Eu me encaminhei para a Jukebox, nostálgica. Escolhi a minha música predileta. A que dizia o que eu sentia no momento. Segurei firmemente as lágrimas que se precipitaram quando os acordes de Spanish Guitar soaram no ambiente.


 


Tomei toda a coragem que passei reunindo nesses treze anos e me aproximei de Sirius, que sorria para todos, que queriam autógrafos e fotos. Ah, se eles soubessem quem ele realmente era... Eu abri caminho na multidão e segurei um de seus ombros.Ele olhou para trás. E nós ficamos assim. Ele, assustado. E eu, absorta em suas orbes azuis.


 


Ele me puxou para fora do café, esfregou as mãos e suspirou.


 


            -Você não pode ser você.


 


            -Você também não poderia ser você.Mas você está aqui não é mesmo? E eu também estou.


 


            -Mas eu fiquei sabendo que você estava morta.


 


            -E eu fiquei sabendo que você estava preso.


 


            -É totalmente diferente.


 


            -E toda a história das estrelas e do lago.Você não me disse que ficaríamos juntos para sempre?


 


            -Eu sou um bobo.


 


            -E eu, uma morta. Eu acreditei naquela historinha.


 


            - Eu também acreditava.Antes dos dementadores...


 


            -Bom...Eu tenho que te contar algo...E espero que você me perdoe.


 


            -Por fazer todos acreditarem que você estava morta?


 


            -Não.Por fazer você acreditar que eu estava morta.Não me importa o que os outros pensam.


 


            -Pode falar.Não que eu ache que você tenha uma desculpa convincente.Uma desculpa que me faça te perdoar por todos os anos que sofri, pensando que você havia sido assassinada com toda a sua família.


 


            -Six... Eu fui absurdamente egoísta. Mas eu não soube, no momento, como agir.. Eu fiquei sabendo que você havia sido levado para Azkaban. Você me fez prometer que não falaria que estava com você naquela noite e que você não era responsável pelas mortes de Lil e James.


 


            -Porque você seria considerada cúmplice, Kinnon.


           


            -Eu teria aceitado essa acusação para estar com você. Mas não é essa a questão. Eu sei que os dementadores sugam toda a felicidade das pessoas e todos os seus pensamentos e memórias felizes. E eu não queria que você me esquecesse Sirius. Eu não aceitava que você me perdesse, porque assim eu também perderia você. Por isso eu fingi que havia morrido com toda a minha família. Para que essa notícia chegasse a você. Porque os dementadores não conseguiriam tirar de você a minha imagem, a minha essência, se estas te causassem sofrimento. –eu abaixei o meu olhar. Não suportaria ver o desprezo nos olhos de Sirius.


 


Mas ele segurou meu rosto firmemente e o levantou.


 


            -Eu não te culpo. A propósito, você, James e Lil foram os motivos porque não enlouqueci. Porque eu sairia para me vingar pelas suas mortes. Mas agora que você não está tão morta como pensei que estivesse, as coisas parecem ter um sentido mínimo, porque antes elas não tinham sentido algum.


 


Meu coração palpitou. Ele me envolveu nos braços como quem pede uma dança.Meus pés se moveram, desconcertados. E eu sussurrei, com minha voz aguda e desafinada, em seu ouvido:


 


            -Sabe de uma coisa? Eu fiquei com uma puta inveja desse seu violão... – eu raspei minha unha cortada assimetricamente pela superfície gasta do instrumento.


           


            -Posso saber por quê?


 


            -Porque ele esteve em seus braços a noite toda.


 


Ele me sorriu um sorriso distorcido, um meio termo entre hedônico e sardônico.


 


            E subitamente eu estava no espaço das suas mãos. E sutilmente meu juízo me abandonava.

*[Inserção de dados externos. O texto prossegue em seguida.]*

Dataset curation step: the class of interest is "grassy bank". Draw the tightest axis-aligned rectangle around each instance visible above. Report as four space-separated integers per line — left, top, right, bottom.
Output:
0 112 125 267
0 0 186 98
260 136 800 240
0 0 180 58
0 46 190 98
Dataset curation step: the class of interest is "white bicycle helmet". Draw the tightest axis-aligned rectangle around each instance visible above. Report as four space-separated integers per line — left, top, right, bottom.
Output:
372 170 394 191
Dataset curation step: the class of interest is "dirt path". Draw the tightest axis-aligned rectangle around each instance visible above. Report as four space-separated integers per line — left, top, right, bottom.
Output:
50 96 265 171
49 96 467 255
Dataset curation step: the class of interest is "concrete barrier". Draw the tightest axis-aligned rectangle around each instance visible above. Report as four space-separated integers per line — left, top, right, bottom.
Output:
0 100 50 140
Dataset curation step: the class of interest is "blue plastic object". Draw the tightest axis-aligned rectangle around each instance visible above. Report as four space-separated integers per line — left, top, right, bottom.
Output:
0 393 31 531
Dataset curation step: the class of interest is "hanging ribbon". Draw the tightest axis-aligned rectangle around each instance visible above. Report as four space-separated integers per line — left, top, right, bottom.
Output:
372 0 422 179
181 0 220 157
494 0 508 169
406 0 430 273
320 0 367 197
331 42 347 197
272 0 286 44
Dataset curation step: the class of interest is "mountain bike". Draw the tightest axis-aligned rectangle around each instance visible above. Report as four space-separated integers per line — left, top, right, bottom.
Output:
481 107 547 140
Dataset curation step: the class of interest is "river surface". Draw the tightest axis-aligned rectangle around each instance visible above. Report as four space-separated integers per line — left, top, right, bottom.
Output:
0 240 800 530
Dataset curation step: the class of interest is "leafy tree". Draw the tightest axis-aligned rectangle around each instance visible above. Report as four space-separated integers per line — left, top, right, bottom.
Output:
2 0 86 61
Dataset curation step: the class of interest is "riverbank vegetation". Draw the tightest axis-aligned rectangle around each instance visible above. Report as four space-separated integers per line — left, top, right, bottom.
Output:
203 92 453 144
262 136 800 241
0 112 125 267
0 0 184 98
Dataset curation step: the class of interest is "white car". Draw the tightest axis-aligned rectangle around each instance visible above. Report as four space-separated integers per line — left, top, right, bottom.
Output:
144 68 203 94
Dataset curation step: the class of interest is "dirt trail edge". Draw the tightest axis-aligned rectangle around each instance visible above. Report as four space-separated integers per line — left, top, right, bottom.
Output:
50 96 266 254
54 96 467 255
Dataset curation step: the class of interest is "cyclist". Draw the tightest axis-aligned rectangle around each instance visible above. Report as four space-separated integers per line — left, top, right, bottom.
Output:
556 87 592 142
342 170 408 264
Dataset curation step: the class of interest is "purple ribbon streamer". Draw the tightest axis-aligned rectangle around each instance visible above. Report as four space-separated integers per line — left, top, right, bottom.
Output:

            Aquela noite se concluiu. Minha música, os dedos ágeis de Sirius, sem mortes nem celas frias e abandonadas.


 


            -Quer saber? Eu gostei e muito dessa música. –comentei casualmete.


 


            -A que eu compus para você?


 


            -Essa também... Mas especialmente essa outra...Da sua respiração contra meu ouvido.


 


            Ele sorriu e dessa vez eu vi um lampejo do sorriso na boca e dos dois dedos de sacanagem no olhar.